My first reaction to hearing that the American Medical Association (AMA) had voted to classify obesity as a disease last month was a positive one. That was until I heard the excited comments from those who will profit most from the increased use (and payment for) bariatric surgery and weight loss drugs.
Right away these individuals and organizations began campaigns to gain more reimbursement for their treatments of this new-found disease. My concern is that pushing the same old overpriced treatments on patients is more likely to benefit the wallets of surgeon’s and pharmaceutical companies than the health of Americans. There must be a better way to deal with this newly labeled disease called obesity.
Unfortunately, obesity is a nebulous diagnosis that is most often defined by body mass index (BMI), which is simply one’s body weight divided by the square of their height. This measure does not take into account a person’s body composition and therefore extra muscle will raise BMI in a similar fashion to extra fat. Using BMI as a measure of obesity labels more than one third of Americans and 56% of NFL football players with a chronic disease. This hardly makes sense, and it is a stretch to think that assigning such a label is going to improve health outcomes when it is widely acknowledged using BMI as the gauge for obesity is fraught with error.
If obesity is now a disease, clearly we need a better way to diagnose it.
More concerning to me is the fact that there are currently only three funded medical treatments for obesity: bariatric surgery, weight loss drugs and nutritional counseling. It is interesting to note that the most expensive obesity treatment by far (bariatric surgery) is also the one most often covered by health insurance. Is stapling the stomachs of obese Americans really the best way to spend our healthcare dollars? I certainly don’t think so. Given the proven effect of exercise in preventing obesity and more importantly mitigating its harmful effects, why is it not funded as a medical treatment at all?
The problem lies in the fact that the American healthcare systems answer to dealing with most any disease is to prescribe a pill or a procedure. As a physician, I have seen first-hand the limited utility of weight loss pills and surgery – while they may help in the short run, the long-term effects are rarely significant. I have also observed the utter failure of the public health messaging around obesity over the past 20-some years. Efforts to inform the public just how fat they are, blaming the food companies, or pushing short-term feel-good solutions like bans and taxes have gotten us nowhere.
And there is another important factor to consider. At this year’s (and past) American College of Sports Medicine (ACSM) Annual Meeting, there were compelling state-of-the-evidence presentations on the “Obesity Paradox” and the ongoing debate about the importance of “Fitness vs. Fatness”. It is becoming increasingly clear that the best way to combat the harmful health effects of obesity is to get these patients to be more active, rather than just getting them to lose weight.

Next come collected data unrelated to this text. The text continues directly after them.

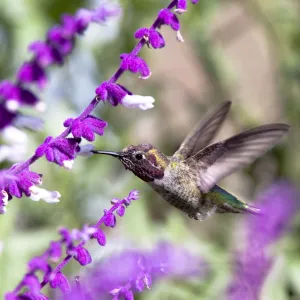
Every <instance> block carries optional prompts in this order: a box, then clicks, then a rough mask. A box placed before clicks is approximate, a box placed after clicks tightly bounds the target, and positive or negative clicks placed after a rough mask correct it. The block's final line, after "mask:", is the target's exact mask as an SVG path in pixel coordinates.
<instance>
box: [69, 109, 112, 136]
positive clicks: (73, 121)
mask: <svg viewBox="0 0 300 300" xmlns="http://www.w3.org/2000/svg"><path fill="white" fill-rule="evenodd" d="M64 126H65V127H70V129H71V131H72V134H73V136H74V137H75V138H81V137H83V138H85V139H87V140H88V141H89V142H92V141H94V140H95V133H96V134H98V135H103V133H104V128H105V127H106V126H107V122H105V121H103V120H101V119H98V118H96V117H94V116H91V115H89V116H87V117H86V118H85V119H83V120H80V119H72V118H70V119H67V120H66V121H65V122H64Z"/></svg>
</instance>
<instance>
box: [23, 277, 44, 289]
mask: <svg viewBox="0 0 300 300" xmlns="http://www.w3.org/2000/svg"><path fill="white" fill-rule="evenodd" d="M23 284H24V285H26V286H27V287H28V288H29V290H30V291H31V292H32V293H34V294H38V293H39V291H40V289H41V286H40V282H39V279H38V278H37V277H36V276H35V275H31V274H30V275H26V276H25V277H24V279H23Z"/></svg>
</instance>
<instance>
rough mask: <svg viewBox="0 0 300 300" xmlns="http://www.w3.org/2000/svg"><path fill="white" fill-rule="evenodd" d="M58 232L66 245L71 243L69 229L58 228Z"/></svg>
mask: <svg viewBox="0 0 300 300" xmlns="http://www.w3.org/2000/svg"><path fill="white" fill-rule="evenodd" d="M58 233H59V234H60V235H61V237H62V241H63V242H65V243H66V244H67V245H69V244H71V243H72V237H71V234H70V231H69V229H67V228H60V229H59V230H58Z"/></svg>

Exercise is medicine for obese patients and getting more active is a much more positive and easily achieved goal than losing weight. Let’s face it, while not everyone can lose weight, almost everyone can go for a walk. I believe we have got to shift the public health focus off of obesity and on to physical activity. We must give Americans permission to be fat and still be healthy. This is possible and the way to do it is by getting them more active and whether or not they lose weight may not be that important.
Now there could be some positive effects from this new disease label for obesity. Perhaps it will open up doors to introduce more teaching about exercise and diet in medical school, since these are the major determinants of obesity. If obesity really is a disease affecting more than a third of the population with another third being pre-obese (or overweight), shouldn’t this disease be a prime target for medical school teaching? I would certainly think so.
Another positive effect of this move could be reimbursement for exercise prescription and nutrition counseling. Currently, physicians are not able to get reimbursed for counseling in this area, certainly not to the degree they are paid for performing bariatric surgery or prescribing weight-loss drugs.
So I hope that all ACSM members will use this AMA announcement as an impetus to become stronger advocates for the best treatment we have for this new-found disease called obesity — Exercise! There are few others around the world who are better positioned to advocate this message.
Unfortunately, no “Big Pharma” or device company funding exists to lobby for exercise as the primary treatment for obesity and to push public health messaging away from just weight loss and toward increasing physical activity. Exercise is the best medicine for an overweight and obese America, and we need to ensure everyone knows it. We are the “Big Pharma” reps for exercise!
Robert E. Sallis, M.D., FACSM, is a past president of ACSM and chair of the Exercise is Medicine Task Force. He originated the EIM concept and has been its leading advocate from the beginning. Dr. Sallis earned an M.D. from Texas A&M University and completed his residency in family medicine at Kaiser Permanente Medical Center in Fontana, CA. He has continued his medical career with Kaiser and now co-directs their sports medicine fellowship training program. Dr. Sallis is the founding editor-in-chief of ACSM’s Current Sports Medicine Reports journal. Exercise Is Medicine was launched in partnership with the AMA, and continues to work with AMA to find solutions to the obesity epidemic.